S&P 500: 2,423 (-0.6%)
FTSE All-World ex-US: (+0.1%)
US 10 Year Treasury Yield: 2.30% (+0.16%)
Gold: $1,241 (-1.2%)
USD/EUR: $1.143 (+2.1%)
- Tuesday – Apollo Global Management raised $23.5 billion for a private-equity buyout fund. It was the most ever for such a vehicle, indicative of the increasing role of private equity funds
- Tuesday – Google was assessed a $2.7 billion fine by the EU for allegedly favoring its own comparison shopping sites in search results
- Tuesday – A federal judge said the DOJ’s antitrust lawsuit against Qualcomm can proceed
- Tuesday – Private equity firm Sycamore Partners agreed to buy Staples for $6.9 billion
- Wednesday – ECB president, Mario Draghi, made comments suggesting stimulus measures would start to be scaled back soon, but there was confusion over his intent
- Thursday – Walgreens and Rite-Aid scrapped their merger plans due to antitrust concerns.
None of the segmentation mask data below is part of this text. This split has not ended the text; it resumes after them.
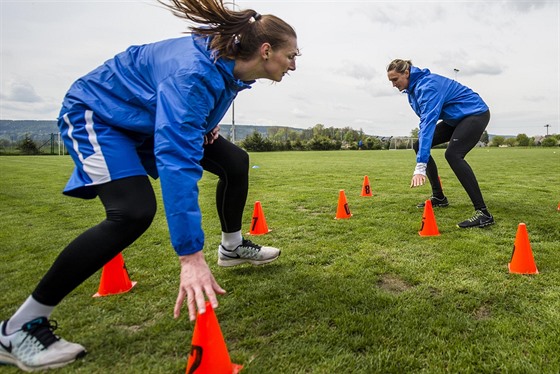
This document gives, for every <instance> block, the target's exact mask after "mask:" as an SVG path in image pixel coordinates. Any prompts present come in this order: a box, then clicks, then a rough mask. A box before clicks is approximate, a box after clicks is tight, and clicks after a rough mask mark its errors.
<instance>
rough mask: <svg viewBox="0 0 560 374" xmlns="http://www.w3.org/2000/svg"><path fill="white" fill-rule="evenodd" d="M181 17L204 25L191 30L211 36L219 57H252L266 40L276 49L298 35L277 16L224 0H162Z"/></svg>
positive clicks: (228, 57)
mask: <svg viewBox="0 0 560 374" xmlns="http://www.w3.org/2000/svg"><path fill="white" fill-rule="evenodd" d="M158 1H159V2H160V3H161V4H163V5H164V6H165V7H166V8H168V9H170V10H171V12H172V13H173V14H174V15H175V16H177V17H179V18H183V19H186V20H188V21H192V22H194V23H196V24H199V25H201V26H191V27H189V29H190V30H191V31H192V32H193V33H195V34H199V35H210V36H212V41H211V43H210V47H211V48H212V49H213V50H215V51H216V52H217V55H216V58H218V57H226V58H230V59H235V58H239V59H241V60H248V59H250V58H251V57H253V56H254V55H255V54H256V53H258V50H259V48H260V46H261V45H262V44H263V43H269V44H270V45H271V47H272V48H277V47H282V46H283V45H285V44H286V43H287V42H288V41H289V39H290V38H297V35H296V32H295V30H294V29H293V28H292V27H291V26H290V25H288V24H287V23H286V22H284V21H283V20H281V19H280V18H278V17H276V16H273V15H270V14H268V15H262V16H261V15H260V14H259V13H257V12H256V11H254V10H253V9H245V10H239V11H234V10H230V9H227V8H226V7H225V6H224V4H223V2H222V1H221V0H167V1H170V3H171V4H167V3H164V2H163V0H158Z"/></svg>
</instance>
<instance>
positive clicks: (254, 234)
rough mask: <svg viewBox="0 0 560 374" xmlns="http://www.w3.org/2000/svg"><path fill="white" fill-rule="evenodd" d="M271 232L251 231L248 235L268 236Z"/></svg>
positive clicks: (266, 231)
mask: <svg viewBox="0 0 560 374" xmlns="http://www.w3.org/2000/svg"><path fill="white" fill-rule="evenodd" d="M271 231H272V230H268V231H265V232H250V231H249V232H248V233H247V235H253V236H258V235H266V234H268V233H269V232H271Z"/></svg>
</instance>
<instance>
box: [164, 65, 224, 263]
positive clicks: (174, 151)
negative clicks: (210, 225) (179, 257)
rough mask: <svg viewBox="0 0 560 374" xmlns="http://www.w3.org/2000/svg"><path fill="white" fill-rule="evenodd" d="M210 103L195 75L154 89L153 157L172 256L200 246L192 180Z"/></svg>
mask: <svg viewBox="0 0 560 374" xmlns="http://www.w3.org/2000/svg"><path fill="white" fill-rule="evenodd" d="M214 102H215V99H214V96H213V95H212V90H211V89H210V88H209V87H208V81H207V80H206V79H204V77H203V76H202V75H199V74H188V75H184V76H183V77H170V78H168V79H167V80H165V81H163V82H162V83H161V84H160V85H159V87H158V93H157V109H156V125H155V135H154V141H155V145H154V153H155V156H156V161H157V168H158V172H159V175H160V181H161V189H162V197H163V204H164V207H165V214H166V218H167V224H168V227H169V234H170V237H171V244H172V245H173V248H174V249H175V251H176V252H177V254H178V255H187V254H192V253H195V252H198V251H200V250H202V248H203V246H204V232H203V230H202V214H201V212H200V207H199V204H198V181H199V180H200V178H201V177H202V166H201V165H200V160H201V159H202V157H203V154H204V150H203V144H204V134H205V133H206V132H207V131H206V127H205V126H206V122H207V118H208V115H209V113H210V111H211V108H213V106H214Z"/></svg>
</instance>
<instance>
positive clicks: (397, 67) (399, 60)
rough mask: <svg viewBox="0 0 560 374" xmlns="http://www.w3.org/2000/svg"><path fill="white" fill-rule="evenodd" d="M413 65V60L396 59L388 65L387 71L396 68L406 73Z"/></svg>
mask: <svg viewBox="0 0 560 374" xmlns="http://www.w3.org/2000/svg"><path fill="white" fill-rule="evenodd" d="M411 66H412V61H410V60H401V59H396V60H393V61H391V63H390V64H389V65H388V66H387V72H389V71H393V70H395V71H396V72H397V73H399V74H404V72H405V71H407V70H408V71H410V67H411Z"/></svg>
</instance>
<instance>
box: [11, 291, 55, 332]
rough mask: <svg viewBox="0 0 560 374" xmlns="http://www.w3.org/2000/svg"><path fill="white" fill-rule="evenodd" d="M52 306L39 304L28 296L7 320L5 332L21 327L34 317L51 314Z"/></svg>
mask: <svg viewBox="0 0 560 374" xmlns="http://www.w3.org/2000/svg"><path fill="white" fill-rule="evenodd" d="M53 309H54V306H49V305H45V304H41V303H40V302H38V301H37V300H35V299H34V298H33V296H29V297H28V298H27V300H25V302H24V303H23V304H22V305H21V306H20V307H19V309H18V310H17V311H16V312H15V313H14V315H13V316H12V317H11V318H10V319H9V320H8V323H7V324H6V334H8V335H10V334H13V333H14V332H16V331H18V330H20V329H21V326H23V324H25V323H27V322H29V321H33V320H34V319H35V318H39V317H46V318H47V319H48V318H49V317H50V316H51V313H52V311H53Z"/></svg>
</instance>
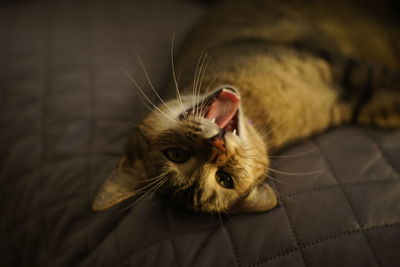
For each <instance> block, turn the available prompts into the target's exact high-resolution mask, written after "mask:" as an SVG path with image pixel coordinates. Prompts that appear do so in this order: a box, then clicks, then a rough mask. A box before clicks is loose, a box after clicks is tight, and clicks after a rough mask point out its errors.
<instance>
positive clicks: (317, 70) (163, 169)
mask: <svg viewBox="0 0 400 267" xmlns="http://www.w3.org/2000/svg"><path fill="white" fill-rule="evenodd" d="M366 6H368V4H367V3H364V4H363V7H359V6H358V7H357V6H356V4H355V3H348V2H347V1H346V2H345V1H343V2H341V1H334V3H333V1H332V3H330V2H326V1H325V2H324V1H319V2H313V1H290V0H288V1H268V0H231V1H225V2H222V3H219V4H218V5H217V6H216V7H215V8H214V9H213V10H211V11H210V13H208V14H207V15H206V16H205V17H204V19H203V20H202V22H200V24H199V25H197V27H196V28H195V29H194V30H193V32H192V33H191V35H190V36H189V38H188V41H187V42H186V45H185V46H184V48H183V49H182V52H181V55H180V58H179V61H178V64H177V66H176V70H177V73H180V80H179V82H178V81H177V79H176V78H175V76H174V78H175V79H174V80H173V81H171V90H170V91H176V94H177V97H176V98H175V99H173V100H171V101H168V102H166V103H162V104H161V105H160V106H158V107H155V109H154V111H153V112H152V113H150V114H149V115H148V116H147V117H146V118H145V119H144V120H143V121H142V122H141V123H139V124H138V125H137V127H136V128H135V130H134V131H133V133H132V134H131V136H130V137H129V141H128V145H127V151H126V155H125V156H124V157H123V158H122V159H121V160H120V161H119V163H118V166H117V167H116V169H115V170H114V171H113V173H112V174H111V176H110V177H109V178H108V179H107V180H106V181H105V183H104V184H103V186H102V187H101V188H100V190H99V192H98V194H97V196H96V198H95V200H94V202H93V209H94V210H104V209H106V208H109V207H111V206H113V205H115V204H117V203H119V202H121V201H122V200H124V199H127V198H129V197H132V196H136V197H140V196H142V195H144V194H145V193H146V192H150V191H151V192H157V193H158V194H160V195H161V196H163V197H166V198H167V199H169V200H171V201H172V202H174V203H176V204H177V205H180V206H182V207H184V208H187V209H191V210H196V211H201V212H226V213H237V212H263V211H267V210H270V209H272V208H274V207H275V206H276V205H277V198H276V195H275V193H274V191H273V190H272V188H271V187H270V186H269V185H268V184H267V183H266V178H267V173H268V168H269V164H270V160H269V157H268V155H269V154H270V153H273V152H274V151H276V150H277V149H278V148H280V147H282V146H283V145H285V144H287V143H289V142H293V141H296V140H300V139H302V138H305V137H308V136H310V135H312V134H315V133H318V132H322V131H323V130H325V129H327V128H330V127H334V126H338V125H342V124H346V123H358V124H361V125H368V126H377V127H382V128H398V127H399V126H400V92H399V91H400V88H399V85H400V83H399V75H398V72H399V67H400V60H399V59H400V42H399V40H400V37H399V36H400V35H399V28H398V25H399V24H398V21H397V18H396V17H395V16H393V17H390V16H388V15H386V16H385V17H384V20H383V19H379V17H382V16H381V13H384V12H386V10H385V8H384V7H379V8H377V7H374V9H373V10H374V12H370V11H369V10H368V8H366ZM385 14H386V13H385ZM199 55H200V57H199ZM173 64H174V63H173ZM181 92H182V95H181Z"/></svg>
Walgreens will buy about half of Rite-Aid’s stores, but Rite Aid stock declined 25%
- Thursday – Meal-kit delivery service Blue Apron IPO’d at a valuation of roughly $2 billion, which was about $1 billion less than was expected before Amazon bought Whole Foods
Overseas attitudes toward dominant U.S. tech companies could be an increasingly important and contentious issue in the coming years. This week’s $2.7 billion European Union fine against Google represents less than half of one percent of parent company Alphabet’s market valuation, but the issue is much broader and helps explain part of why the stock was down almost 6% this week.
Here in the United States, there is increasing grumbling about the power concentrated in a few companies – specifically Google, Amazon, Facebook, Apple and Microsoft. The recent Amazon acquisition of Whole Foods raised the perception that soon there is going to be “just one retailer.” We think that is a big stretch, but there is no denying these companies play a huge role in many parts of our lives and that their dominant market share has made it very hard for competition to evolve.
One can imagine the sentiment if all of these companies were German or Japanese, so it is no surprise that overseas governments are taking a hard look at regulating U.S. tech companies. For investors, friendly oversight on a global level may be needed to justify current valuations. It will be a trend worth watching.
From all of us at Personal Capital, we wish you a very happy 4th of July weekend.